Mi presente consciente- parte 4
Días de ajuste
Gloria Estefania Leandro Campos
1/29/20262 min read
Justo cuando siento que estoy en un lugar firme, la vida empieza a moverse.
Estoy iniciando una etapa importante. Una decisión grande, pensada, profundamente alineada conmigo. De esas que marcan un antes y un después. Cuando das un paso así, algo interno se reorganiza, aunque por fuera todo parezca igual.
Y casi al mismo tiempo, varias cosas se activaron.
En apenas 48 horas, todo se movió.
Reaparecieron personas del pasado.
Se removieron dinámicas familiares.
Y un susto inesperado hizo que mi cuerpo entrara en alerta.
Y hoy… me siento rara.
No triste.
No desbordada.
Rara.
Como si algo por dentro estuviera buscando su nuevo lugar.
A veces creemos que todo se procesa con la mente. Pero no es así. El cuerpo también integra. El cuerpo también necesita tiempo para adaptarse a lo que la conciencia ya eligió.

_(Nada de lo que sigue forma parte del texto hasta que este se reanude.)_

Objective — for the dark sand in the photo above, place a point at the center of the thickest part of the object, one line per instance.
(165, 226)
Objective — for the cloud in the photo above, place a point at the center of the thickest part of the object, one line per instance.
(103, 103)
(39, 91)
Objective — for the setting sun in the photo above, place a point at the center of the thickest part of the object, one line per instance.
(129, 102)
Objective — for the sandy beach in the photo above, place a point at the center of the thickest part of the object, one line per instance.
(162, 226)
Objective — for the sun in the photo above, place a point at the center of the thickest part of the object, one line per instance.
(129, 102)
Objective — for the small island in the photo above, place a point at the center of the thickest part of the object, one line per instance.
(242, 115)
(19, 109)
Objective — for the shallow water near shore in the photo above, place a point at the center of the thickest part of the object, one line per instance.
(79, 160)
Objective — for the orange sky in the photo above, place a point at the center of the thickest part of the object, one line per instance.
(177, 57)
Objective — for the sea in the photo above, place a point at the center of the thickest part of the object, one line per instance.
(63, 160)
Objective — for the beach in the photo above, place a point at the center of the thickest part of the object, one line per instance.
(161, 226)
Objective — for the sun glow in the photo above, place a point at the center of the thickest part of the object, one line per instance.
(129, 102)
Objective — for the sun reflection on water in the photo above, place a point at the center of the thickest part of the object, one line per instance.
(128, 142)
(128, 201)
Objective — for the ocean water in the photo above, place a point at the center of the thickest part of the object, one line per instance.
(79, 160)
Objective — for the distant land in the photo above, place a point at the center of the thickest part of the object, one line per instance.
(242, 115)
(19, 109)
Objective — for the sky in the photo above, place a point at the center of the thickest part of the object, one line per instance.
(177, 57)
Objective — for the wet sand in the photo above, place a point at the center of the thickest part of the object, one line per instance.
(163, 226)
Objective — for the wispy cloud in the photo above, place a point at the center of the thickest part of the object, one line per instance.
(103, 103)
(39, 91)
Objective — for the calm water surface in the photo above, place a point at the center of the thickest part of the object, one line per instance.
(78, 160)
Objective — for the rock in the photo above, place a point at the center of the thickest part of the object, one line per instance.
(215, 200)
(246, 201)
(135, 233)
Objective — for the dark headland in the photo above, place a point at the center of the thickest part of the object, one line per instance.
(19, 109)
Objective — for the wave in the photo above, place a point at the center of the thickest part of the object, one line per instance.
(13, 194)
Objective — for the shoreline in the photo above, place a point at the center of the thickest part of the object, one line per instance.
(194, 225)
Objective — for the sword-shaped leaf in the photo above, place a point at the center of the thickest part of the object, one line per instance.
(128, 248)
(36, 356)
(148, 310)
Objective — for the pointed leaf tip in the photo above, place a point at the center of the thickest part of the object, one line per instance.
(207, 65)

Después del susto, reaccioné rápido. Dormí bien. Pero al despertar sentí una pequeña ola de angustia que duró unos minutos y se fue. No era miedo. Era descarga. Era mi sistema nervioso terminando de regularse.
Y entendí algo importante: cuando atraviesas un momento vital grande, tu cuerpo se vuelve más protector. Evalúa el entorno. Observa los vínculos. Mide la estabilidad.
Como si preguntara en silencio:
¿Es seguro?
¿Es estable?
¿Es coherente con quien soy ahora?
También he comprendido estos días que cuando eliges tu paz, no todo a tu alrededor se queda quieto. A veces, elegirte mueve estructuras. Reaparecen personas. Se activan memorias. El sistema se sensibiliza.
No porque estés haciendo algo mal.
Sino porque estás avanzando.
Cuando tomas decisiones que te acercan a la vida que quieres construir, todo tu interior revisa si lo que te rodea está alineado con esa versión de ti.
Y ahí estoy.
Observando.
Sin prisa.
Sin huir.
Sin forzar conversaciones que no tienen que ocurrir todavía.
Antes, para protegerme, tuve que alejarme de todo. Hoy no necesito hacerlo. Puedo quedarme, mirar y decidir con calma.
Sentirme rara no es retroceso. Es transición.
No estoy en caos. Estoy en reorganización.
Sigo teniendo claro que no quiero volver al pasado. Sigo sabiendo que mi paz mental es sagrada. Sigo confiando en mi capacidad de sostener conversaciones incómodas sin perderme.
Y también sé que no tengo que resolver todo al mismo tiempo.
Hay momentos para hablar.
Hay momentos para observar.
Y hay momentos para simplemente respirar y permitir que el cuerpo se regule.
Elegir la paz no significa que no haya movimiento.
Significa que, aunque todo se mueva, tú permaneces.
Y hoy, incluso sintiéndome rara, permanezco.